Until 2022, no American had been convicted of the post-Civil War statute. But Joe Biden’s Justice Department seized on the law’s vague language—the same manner in which top officials weaponized an untested post-Enron evidence tampering felony—to criminalize political dissent. Six members of the Oath Keepers were found guilty of seditious conspiracy at two separate trials and four other defendants, including one member of the Proud Boys, have pleaded guilty to the offense. Both seditious conspiracy and obstruction of an official proceeding are felonies punishable by up to 20 years in prison each.
Most of the government’s evidence consisted of inflammatory text messages posted in group chats, which included the presence of an unknown number of FBI informants. No defendant was accused of bringing weapons to the Capitol or assaulting a police officer. Tarrio, the group’s leader, was in a Baltimore hotel on January 6, having left Washington under court order following his arrest on January 4, 2021 for an unrelated incident.

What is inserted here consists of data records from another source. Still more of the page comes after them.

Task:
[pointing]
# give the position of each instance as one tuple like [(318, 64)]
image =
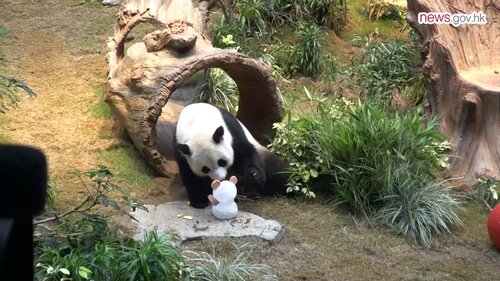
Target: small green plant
[(8, 92), (98, 185), (110, 256), (384, 68), (79, 245), (385, 10), (328, 13), (203, 266), (372, 161), (486, 190), (419, 209), (296, 140), (283, 54), (220, 90), (154, 258)]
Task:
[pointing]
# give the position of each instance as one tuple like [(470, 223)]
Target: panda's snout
[(219, 174)]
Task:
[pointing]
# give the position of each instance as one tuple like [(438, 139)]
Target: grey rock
[(189, 223)]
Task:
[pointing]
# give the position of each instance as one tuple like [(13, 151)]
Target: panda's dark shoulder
[(233, 125)]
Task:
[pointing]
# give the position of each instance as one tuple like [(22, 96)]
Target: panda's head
[(211, 155)]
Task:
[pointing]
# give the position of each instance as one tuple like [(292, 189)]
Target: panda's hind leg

One defense attorney described the Justice Department’s case as “fairy dust.” Nicholas Smith, who represents Nordean, told the jury last week during closing arguments that the case was held together by “paper clips and rubber bands.” Two former Proud Boys were witnesses for the government; two defendants, Rehl and Pezzola, testified on their own behalf.
Judge Kelly, a former federal prosecutor and Trump appointee, acted as an extra lawyer for the prosecution, routinely rubber-stamping government motions that make the convictions ripe for appeal. He repeatedly denied the defendants’ release from jail—Biggs, Rehl, Nordean, and Pezzola have been in custody under pretrial detention orders since early 2021—while refusing to move the trial out of D.C. as the Justice Department racked up convictions in record time against January 6 defendants.
At least one court observer noted the jury’s troubling political bias. “Six jurors had participated in liberal-leaning protests or marches, while none mentioned conservative-leaning demonstrations,” Lawfare writer Roger Parloff reported after the jury was selected. “The protests included, in two cases, ‘women’s marches’; in two cases, ‘anti-gun’ marches; and, in four cases, protests related to Black Lives Matter or George Floyd’s murder, which, as we’ll see, are of particular concern in this case. One sitting juror had a Black Lives Matter sign in her yard.”
Public meetings held by the January 6 Select Committee coincided with jury selection in the case, but Kelly was unpersuaded that the committee’s work would influence a highly-partisan jury pool in Washington even as committee members singled out the Proud Boys during nighttime televised hearings.
Kelly forced defense attorneys to “pre-clear” cross-examination questions related to the use of FBI informants with prosecutors, a move defense counsel decried as inimical to the adversarial nature of a criminal trial. He rejected a defense subpoena for Epps and refused to compel the testimony of a key FBI informant tied to Tarrio.
The convictions will bolster Special Counsel Jack Smith’s ongoing investigation into Donald Trump for similar charges. Prosecutors repeatedly mentioned the former president during the trial, citing his comment during a September 2020 presidential debate for Proud Boys to “stand back and stand by” as a call to action. “These defendants saw themselves as Donald Trump’s army, fighting to keep their preferred leader in power no matter what,” Assistant U.S. Attorney Conor Mulroe told jurors in his closing argument on April 24. Some defense attorneys also blamed Trump for their client’s actions before and on January 6.
Smith’s investigation into January 6 appears to be approaching its apex; responding to a subpoena from Smith’s office, former Vice President Mike Pence last week appeared before a D.C. grand jury for several hours. Pence is the highest-ranking government official to testify as to Trump’s role in allegedly fomenting the Capitol protest. “[Huge] win for the government and our democracy–domestic terrorism group, unleashed by the former President, held to account,” Andrew Weissmann, the top prosecutor for Special Counsel Robert Mueller and MSNBC talking head, tweeted after the verdicts were announced. “Makes char[g]ing the leader of the seditious conspiracy, one Donald J. Trump, imperative.”
Smith also is probing Trump’s handling of alleged classified documents.